The warm up goes well; Student 1 (call him 'Niall') uses a chin switch to play which, as it suggests, involves him pressing a choice of three switches using his chin (the switches being attached to head) It gives him more control and speed than trying to play it with his hand (which can take him anything up to a minute to press). When he presses his switch, it triggers a drum fill, and then plays the first note of the sequence. The drum fill lets everyone else know we're back to note '1' again, plus it sounds great - completely at odds with the seriousness of the Canon. Then it's onto the next player (note 2, note 3 and so on), all attempting to be played with a sense of a steady pulse, and in the correct order.

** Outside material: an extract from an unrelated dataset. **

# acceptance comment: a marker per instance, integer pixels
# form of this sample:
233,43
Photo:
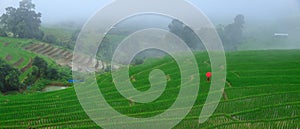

Our drum pad player (call him 'Colin') is a really hands on musician; not for him to be using drum sticks to play the pads, but his fists. He must play one pad for each note of the sequence. We've put photographs of the other players on each drum pad to help him match his notes to the right person. He can play the sequence perfectly, but his attention can wander and he is bursting with energy. We need to get a performance in quick...

In the end it goes smoothly; the students are alert to when it's their tun to play in the sequence - especially Niall who has the heavy responsibility of being note no. 1. These students work incredibly hard on what is a tricky piece for any KS3 age student, disabled or not. But I get the strong sense they enjoy being challenged, even though it is last period on a Wednesday. These are intelligent students who love Music. It's a professional privilege to try and give them the access to performing that they so richly deserve, are entitled to. Even in his wildest dreams, Pachelbel couldn't have imagined this particular gig but I'll wager that he would have loved it.